La réalité d’avoir des citoyens sénégalais qui se déplacent et s’installent dans de nombreuses régions d’Afrique, d’Europe, des États-Unis et maintenant dans d’autres pays, a conduit l’État à concevoir des cadres de coopération visant à offrir aux migrants sénégalais différentes opportunités liées à leur séjour dans ces pays.
C’est dans la période des années 70 et 80 que les destinations des migrants sénégalais se sont diversifiées et que les autorités sénégalaises ont accompagné ces processus migratoires en commençant à développer des accords bilatéraux avec les pays de destination. En plus des protocoles de libre circulation de l’espace CEDEAO à partir de 1979, des accords bilatéraux ont été signés avec des pays africains tels que le Gabon, la RDC, le Congo, le Maroc, le Mali, etc. Il y a également eu divers accords avec des pays européens, traitant de questions liées à la protection sociale, aux visas, à la résidence, au regroupement familial, etc.
Pour moi, il y a eu deux mouvements qui se sont rencontrés : d’une part, le désir et l’engagement de la population à aller, par le travail et l’entreprenariat, explorer l’espace africain et d’autres pays comme l’Italie, l’Espagne, la France et les États-Unis ; d’autre part, l’État ayant reconnu la volonté individuelle d’émigrer, a accompagné cela en formulant des accords avec les pays d’accueil.
C’est pourquoi de réels efforts ont été faits par l’État pour développer des accords et des cadres de coopération. Mais en même temps, il y a de nombreux aspects pour lesquels il est important d’apporter des révisions et des améliorations afin de réglementer et de créer des garanties pour la migration de la main-d’œuvre, qui est une question cruciale pour l’Afrique.
Quelles seraient vos recommandations pour exploiter efficacement les perspectives, l’expertise et l’action de la société civile en matière de migration ?
Au milieu des années 2000 (2003-2007), l’Union européenne craignait fortement une “invasion”, qui n’était pas vraiment une “invasion”, mais plutôt des gens arrivant en pirogue. À cette époque, de nombreuses organisations ont été créées dans le seul but de collecter des fonds et de mener des activités liées aux migrations, mais aujourd’hui, un grand changement est intervenu, à savoir que les questions de migration sont aussi et surtout des questions de géopolitique mondiale.

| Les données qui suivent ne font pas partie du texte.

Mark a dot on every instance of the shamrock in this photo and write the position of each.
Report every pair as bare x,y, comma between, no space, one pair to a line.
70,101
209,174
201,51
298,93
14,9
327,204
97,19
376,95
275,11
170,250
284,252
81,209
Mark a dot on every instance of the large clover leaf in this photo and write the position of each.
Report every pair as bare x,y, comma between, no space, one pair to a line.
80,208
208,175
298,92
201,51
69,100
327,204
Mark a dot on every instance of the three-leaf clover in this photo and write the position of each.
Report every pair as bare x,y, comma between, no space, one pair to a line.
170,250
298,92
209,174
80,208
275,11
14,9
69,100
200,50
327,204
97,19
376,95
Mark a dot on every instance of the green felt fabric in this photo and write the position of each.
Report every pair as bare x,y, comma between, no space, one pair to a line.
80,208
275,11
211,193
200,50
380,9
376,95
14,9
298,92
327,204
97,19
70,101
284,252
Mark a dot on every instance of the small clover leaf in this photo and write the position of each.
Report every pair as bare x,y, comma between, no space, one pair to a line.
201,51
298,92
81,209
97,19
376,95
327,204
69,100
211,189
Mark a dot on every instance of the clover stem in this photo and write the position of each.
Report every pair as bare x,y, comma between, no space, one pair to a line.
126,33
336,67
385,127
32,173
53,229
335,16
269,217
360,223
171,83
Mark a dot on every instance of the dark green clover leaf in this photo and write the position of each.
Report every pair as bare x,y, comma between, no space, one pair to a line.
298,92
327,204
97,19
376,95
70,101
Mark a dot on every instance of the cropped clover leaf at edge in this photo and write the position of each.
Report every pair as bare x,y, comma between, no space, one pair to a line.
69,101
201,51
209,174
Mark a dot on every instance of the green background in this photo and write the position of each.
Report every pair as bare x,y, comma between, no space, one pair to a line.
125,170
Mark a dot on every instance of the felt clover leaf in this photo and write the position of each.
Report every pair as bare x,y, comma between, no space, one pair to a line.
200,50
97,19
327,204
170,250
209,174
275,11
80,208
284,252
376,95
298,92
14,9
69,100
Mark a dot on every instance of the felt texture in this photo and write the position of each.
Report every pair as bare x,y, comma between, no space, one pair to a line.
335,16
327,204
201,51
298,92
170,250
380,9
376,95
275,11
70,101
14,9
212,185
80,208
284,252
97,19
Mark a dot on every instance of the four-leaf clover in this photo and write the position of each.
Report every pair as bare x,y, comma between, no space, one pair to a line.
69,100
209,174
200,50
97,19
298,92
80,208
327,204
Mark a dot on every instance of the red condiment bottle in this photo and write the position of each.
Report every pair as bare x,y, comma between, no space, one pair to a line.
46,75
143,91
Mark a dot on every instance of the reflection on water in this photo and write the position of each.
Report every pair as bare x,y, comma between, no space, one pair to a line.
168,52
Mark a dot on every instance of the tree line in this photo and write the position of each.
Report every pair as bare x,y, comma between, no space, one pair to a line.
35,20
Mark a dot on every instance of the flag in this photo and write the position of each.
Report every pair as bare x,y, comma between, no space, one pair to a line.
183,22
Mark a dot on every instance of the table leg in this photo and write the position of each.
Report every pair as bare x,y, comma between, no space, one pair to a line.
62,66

Les partenaires et les organisations ont suivi la direction du financement et non la direction de la dynamique migratoire, et c’est une grande faiblesse
L’implication de la société civile plus largement dans les questions de migration s’est faite dans un cadre de co-développement, mais il y avait une orientation eurocentrée ; nous avons beaucoup travaillé sur l’Europe et nous n’avons pas beaucoup développé la dimension des questions de migration intra-africaine. Je pense que c’est dû au fait que les groupes de la société civile africaine n’étaient pas très bien structurés politiquement, et qu’il nous manquait des éléments pour être plus unifiés et partager nos points de vue. Mais il y avait un autre point, à savoir que la plupart des financements que nous avions et des partenariats que nous avions établis étaient des partenariats Europe-Afrique. Les partenaires et les organisations ont suivi la direction du financement et non la direction de la dynamique migratoire, et c’est une grande faiblesse. C’est ce qui me semble avoir été un défi que nous avons commencé à relever au cours des cinq dernières années.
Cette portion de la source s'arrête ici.